Managing electronic records, including records already in digital format and those in the process of being converted, is also vital to an effective records program. Following are some insights to keep in mind for improving your management of electronic and paper-based records:

Process analysis: Analyze current processes and procedures to create a benchmark between the current state and desired outcome.

Records classification: Either at creation or upon receipt, classify each record as such to ensure that it is recognized appropriately, and then separate the documents that have no value or are copies and can, thus, be discarded.

Retention and disposition: Create a retention schedule that will help determine what data or information should be declared a record, and how each record should be managed throughout its life cycle. This also includes the later stages such as disposition, when either permanent archiving or destruction takes place.

Electronic records management: Managing records electronically can dramatically reduce document retrieval time, freeing up staff to work on tasks of higher value than filing, storing and searching.

Physical records management: Establishing a records center for secure access to physical records is important but should involve rigorous electronic tracking to allow for more efficient archiving and retrieval.
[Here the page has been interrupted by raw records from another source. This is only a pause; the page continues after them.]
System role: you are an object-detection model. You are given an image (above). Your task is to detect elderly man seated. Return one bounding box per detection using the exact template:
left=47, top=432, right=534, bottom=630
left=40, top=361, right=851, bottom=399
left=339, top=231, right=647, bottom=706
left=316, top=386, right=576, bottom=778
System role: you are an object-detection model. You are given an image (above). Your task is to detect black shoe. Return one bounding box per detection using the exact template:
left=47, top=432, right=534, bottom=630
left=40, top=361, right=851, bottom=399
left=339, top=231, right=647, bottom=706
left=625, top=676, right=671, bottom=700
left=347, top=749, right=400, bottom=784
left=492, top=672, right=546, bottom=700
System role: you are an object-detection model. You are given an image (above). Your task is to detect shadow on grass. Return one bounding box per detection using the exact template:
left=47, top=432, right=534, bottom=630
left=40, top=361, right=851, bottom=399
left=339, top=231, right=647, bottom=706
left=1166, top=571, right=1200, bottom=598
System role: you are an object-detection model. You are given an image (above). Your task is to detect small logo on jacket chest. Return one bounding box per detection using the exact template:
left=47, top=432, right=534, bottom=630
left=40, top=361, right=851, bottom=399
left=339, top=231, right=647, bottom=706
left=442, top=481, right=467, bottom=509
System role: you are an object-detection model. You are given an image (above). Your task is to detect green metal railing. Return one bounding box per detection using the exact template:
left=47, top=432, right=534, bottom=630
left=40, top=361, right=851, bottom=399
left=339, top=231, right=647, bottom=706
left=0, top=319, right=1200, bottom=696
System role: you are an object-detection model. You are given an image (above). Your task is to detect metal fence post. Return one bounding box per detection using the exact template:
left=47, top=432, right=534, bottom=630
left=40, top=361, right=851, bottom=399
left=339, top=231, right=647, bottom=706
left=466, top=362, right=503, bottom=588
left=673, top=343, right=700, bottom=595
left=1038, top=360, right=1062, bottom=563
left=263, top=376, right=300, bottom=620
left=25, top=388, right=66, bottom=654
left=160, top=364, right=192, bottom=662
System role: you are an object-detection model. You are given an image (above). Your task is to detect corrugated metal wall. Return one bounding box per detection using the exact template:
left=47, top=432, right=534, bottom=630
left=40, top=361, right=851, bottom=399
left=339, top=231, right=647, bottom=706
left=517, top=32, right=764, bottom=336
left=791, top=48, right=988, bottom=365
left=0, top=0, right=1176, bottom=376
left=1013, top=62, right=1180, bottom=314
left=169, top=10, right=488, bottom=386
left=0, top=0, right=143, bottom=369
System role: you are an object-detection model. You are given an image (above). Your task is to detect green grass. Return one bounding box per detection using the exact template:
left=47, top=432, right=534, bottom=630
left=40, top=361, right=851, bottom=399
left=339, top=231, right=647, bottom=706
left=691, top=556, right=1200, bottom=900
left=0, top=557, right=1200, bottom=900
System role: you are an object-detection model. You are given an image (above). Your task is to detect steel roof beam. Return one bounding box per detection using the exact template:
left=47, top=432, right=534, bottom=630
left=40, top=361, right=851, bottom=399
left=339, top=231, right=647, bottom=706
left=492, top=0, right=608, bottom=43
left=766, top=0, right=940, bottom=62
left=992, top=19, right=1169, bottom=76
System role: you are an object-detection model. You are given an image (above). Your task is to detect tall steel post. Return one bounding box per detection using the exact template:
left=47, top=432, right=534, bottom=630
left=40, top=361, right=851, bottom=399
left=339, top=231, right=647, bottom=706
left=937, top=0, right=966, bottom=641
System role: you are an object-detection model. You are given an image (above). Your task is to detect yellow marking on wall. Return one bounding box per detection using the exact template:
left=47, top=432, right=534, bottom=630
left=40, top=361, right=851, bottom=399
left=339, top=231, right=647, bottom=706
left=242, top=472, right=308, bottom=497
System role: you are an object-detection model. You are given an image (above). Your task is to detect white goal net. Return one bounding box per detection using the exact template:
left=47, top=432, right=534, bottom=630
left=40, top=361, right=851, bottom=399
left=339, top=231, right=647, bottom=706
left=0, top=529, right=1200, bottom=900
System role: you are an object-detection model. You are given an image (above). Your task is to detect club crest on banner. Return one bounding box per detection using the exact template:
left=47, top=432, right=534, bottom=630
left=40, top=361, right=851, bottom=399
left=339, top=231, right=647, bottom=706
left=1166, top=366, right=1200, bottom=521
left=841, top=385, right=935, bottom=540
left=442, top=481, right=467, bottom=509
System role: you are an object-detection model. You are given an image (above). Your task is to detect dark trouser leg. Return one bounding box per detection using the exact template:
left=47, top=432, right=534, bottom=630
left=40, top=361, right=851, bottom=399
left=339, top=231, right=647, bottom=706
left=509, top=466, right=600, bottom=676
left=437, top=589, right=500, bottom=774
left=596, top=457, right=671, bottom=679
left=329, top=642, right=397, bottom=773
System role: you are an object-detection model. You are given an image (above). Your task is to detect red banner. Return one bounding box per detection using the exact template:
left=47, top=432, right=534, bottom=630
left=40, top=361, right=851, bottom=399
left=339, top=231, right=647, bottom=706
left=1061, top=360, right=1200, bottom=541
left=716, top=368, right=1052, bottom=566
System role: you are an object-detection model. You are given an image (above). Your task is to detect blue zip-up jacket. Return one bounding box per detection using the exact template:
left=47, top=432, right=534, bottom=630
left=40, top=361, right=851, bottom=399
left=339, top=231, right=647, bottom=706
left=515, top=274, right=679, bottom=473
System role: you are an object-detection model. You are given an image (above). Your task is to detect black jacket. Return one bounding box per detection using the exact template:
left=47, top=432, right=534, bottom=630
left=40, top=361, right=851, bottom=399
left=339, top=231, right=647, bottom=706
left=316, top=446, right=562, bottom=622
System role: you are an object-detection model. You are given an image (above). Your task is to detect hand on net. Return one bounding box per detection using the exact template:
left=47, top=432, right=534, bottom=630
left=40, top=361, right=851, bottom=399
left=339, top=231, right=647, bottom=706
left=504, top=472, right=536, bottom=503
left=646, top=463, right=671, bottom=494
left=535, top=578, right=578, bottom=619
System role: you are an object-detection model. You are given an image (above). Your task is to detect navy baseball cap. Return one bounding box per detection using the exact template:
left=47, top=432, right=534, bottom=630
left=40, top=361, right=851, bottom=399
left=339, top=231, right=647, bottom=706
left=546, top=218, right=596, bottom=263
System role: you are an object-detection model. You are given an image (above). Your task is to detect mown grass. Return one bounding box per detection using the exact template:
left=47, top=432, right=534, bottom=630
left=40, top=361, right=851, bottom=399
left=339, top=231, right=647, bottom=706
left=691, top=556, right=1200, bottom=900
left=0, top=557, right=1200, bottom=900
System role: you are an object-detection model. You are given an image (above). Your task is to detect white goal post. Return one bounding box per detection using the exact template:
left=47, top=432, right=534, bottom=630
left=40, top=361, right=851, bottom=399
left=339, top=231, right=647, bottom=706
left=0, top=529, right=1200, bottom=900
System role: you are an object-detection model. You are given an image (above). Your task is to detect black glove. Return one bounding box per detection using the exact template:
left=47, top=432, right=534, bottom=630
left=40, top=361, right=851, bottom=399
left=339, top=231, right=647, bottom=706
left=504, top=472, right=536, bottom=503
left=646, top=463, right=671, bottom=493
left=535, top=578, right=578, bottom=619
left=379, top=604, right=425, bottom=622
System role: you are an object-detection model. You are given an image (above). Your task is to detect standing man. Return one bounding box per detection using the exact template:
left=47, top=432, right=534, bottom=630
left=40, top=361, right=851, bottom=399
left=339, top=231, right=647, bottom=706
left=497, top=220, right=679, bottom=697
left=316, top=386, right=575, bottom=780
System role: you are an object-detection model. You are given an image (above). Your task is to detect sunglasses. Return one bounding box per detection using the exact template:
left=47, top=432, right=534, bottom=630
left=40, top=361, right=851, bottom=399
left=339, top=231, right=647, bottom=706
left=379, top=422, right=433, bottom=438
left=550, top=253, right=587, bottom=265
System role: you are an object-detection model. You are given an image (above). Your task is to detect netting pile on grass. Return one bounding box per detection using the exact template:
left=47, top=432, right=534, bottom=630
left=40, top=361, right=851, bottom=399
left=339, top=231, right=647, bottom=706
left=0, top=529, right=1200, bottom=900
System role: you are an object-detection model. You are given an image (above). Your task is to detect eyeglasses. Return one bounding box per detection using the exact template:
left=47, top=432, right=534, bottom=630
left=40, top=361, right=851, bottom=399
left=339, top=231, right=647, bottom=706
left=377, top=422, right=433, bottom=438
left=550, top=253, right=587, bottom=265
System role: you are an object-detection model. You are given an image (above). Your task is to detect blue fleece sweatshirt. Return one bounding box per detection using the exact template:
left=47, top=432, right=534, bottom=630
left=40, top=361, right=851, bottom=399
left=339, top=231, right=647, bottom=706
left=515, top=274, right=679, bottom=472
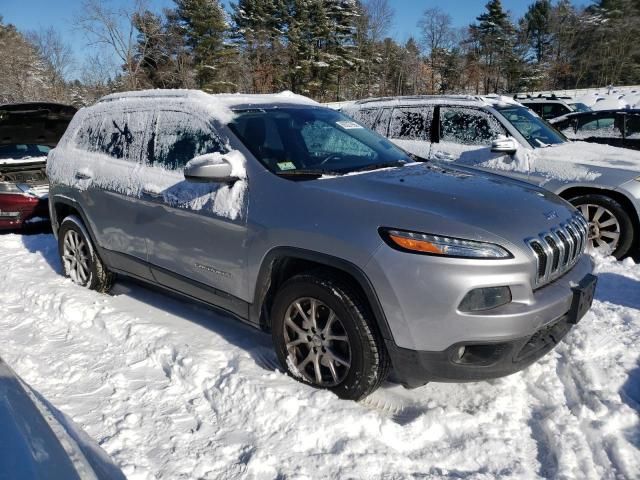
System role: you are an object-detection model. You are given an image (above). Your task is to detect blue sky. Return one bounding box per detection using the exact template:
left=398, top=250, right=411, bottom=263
left=0, top=0, right=576, bottom=77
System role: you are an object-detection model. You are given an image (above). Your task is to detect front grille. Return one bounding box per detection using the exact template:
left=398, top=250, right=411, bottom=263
left=526, top=214, right=588, bottom=287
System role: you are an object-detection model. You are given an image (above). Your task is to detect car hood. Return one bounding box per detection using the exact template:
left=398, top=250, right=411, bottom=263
left=314, top=162, right=575, bottom=249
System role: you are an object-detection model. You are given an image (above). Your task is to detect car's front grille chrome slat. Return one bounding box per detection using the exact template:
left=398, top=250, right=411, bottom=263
left=526, top=214, right=587, bottom=287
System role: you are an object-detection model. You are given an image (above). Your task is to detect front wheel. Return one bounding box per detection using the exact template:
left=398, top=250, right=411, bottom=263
left=271, top=272, right=389, bottom=400
left=569, top=194, right=635, bottom=260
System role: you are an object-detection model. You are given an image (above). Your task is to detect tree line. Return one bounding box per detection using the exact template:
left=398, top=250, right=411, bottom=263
left=0, top=0, right=640, bottom=104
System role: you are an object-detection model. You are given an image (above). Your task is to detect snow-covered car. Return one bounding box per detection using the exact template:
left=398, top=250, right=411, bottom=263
left=549, top=109, right=640, bottom=150
left=341, top=96, right=640, bottom=258
left=0, top=358, right=125, bottom=480
left=514, top=95, right=591, bottom=120
left=0, top=103, right=76, bottom=230
left=47, top=90, right=596, bottom=399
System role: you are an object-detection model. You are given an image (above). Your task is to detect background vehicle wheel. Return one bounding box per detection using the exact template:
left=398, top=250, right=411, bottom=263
left=271, top=271, right=389, bottom=400
left=58, top=215, right=114, bottom=292
left=569, top=194, right=635, bottom=260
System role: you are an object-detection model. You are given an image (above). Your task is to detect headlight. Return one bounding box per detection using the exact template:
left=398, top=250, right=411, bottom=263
left=0, top=182, right=24, bottom=193
left=380, top=228, right=512, bottom=258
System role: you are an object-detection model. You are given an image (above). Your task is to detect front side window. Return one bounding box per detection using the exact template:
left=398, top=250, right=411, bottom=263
left=389, top=107, right=433, bottom=142
left=440, top=107, right=507, bottom=145
left=577, top=114, right=622, bottom=138
left=625, top=114, right=640, bottom=140
left=495, top=105, right=567, bottom=148
left=229, top=107, right=413, bottom=174
left=351, top=108, right=379, bottom=128
left=151, top=111, right=225, bottom=170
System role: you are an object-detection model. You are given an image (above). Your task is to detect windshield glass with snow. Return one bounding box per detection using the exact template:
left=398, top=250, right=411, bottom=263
left=496, top=105, right=567, bottom=148
left=230, top=107, right=414, bottom=175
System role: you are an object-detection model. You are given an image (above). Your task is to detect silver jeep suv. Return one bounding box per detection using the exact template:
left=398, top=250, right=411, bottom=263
left=47, top=90, right=596, bottom=399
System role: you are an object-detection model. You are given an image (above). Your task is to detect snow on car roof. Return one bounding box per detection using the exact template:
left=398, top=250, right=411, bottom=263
left=343, top=95, right=520, bottom=110
left=97, top=89, right=320, bottom=123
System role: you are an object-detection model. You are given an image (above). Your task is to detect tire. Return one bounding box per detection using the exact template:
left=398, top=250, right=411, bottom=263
left=569, top=194, right=636, bottom=260
left=58, top=215, right=115, bottom=293
left=271, top=271, right=390, bottom=400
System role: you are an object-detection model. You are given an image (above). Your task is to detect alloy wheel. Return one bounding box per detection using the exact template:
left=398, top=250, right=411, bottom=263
left=284, top=297, right=351, bottom=387
left=62, top=230, right=91, bottom=285
left=579, top=203, right=620, bottom=255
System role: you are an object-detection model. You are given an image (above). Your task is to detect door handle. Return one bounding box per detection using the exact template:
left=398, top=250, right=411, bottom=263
left=76, top=172, right=93, bottom=180
left=142, top=187, right=163, bottom=198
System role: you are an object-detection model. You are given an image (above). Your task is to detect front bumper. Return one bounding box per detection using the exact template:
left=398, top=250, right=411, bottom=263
left=367, top=240, right=593, bottom=387
left=387, top=298, right=592, bottom=388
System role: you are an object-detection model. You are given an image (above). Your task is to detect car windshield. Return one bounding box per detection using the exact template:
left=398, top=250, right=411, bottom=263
left=0, top=143, right=50, bottom=160
left=229, top=107, right=415, bottom=176
left=496, top=105, right=567, bottom=148
left=570, top=102, right=593, bottom=112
It is important to note that electronic- and paper-based records should be managed in a similar fashion, not disjointedly as is the norm within many corporations.

Imaging and data capture: Utilize paper to digital conversion services and technology that includes scanning, coding, OCR and document discovery.

IT departments are expected to maintain an organization's network to ensure speed and security, topics which are very visible and are generally top of mind. This emphasis often causes a diversion of resources away from the records management program, however, as records management is not something that affects everybody's daily lives in the way that Internet speed and password security does. Enterprises tend to forget about records management programs until they are needed and sometimes official records have already been prematurely disposed of by this point or simply cannot be located within the digital chaos. An effective records management program can help your company mitigate risks, manage complaints, support reputation management initiatives, provide employees easy access to information and save money in the event of legal proceedings.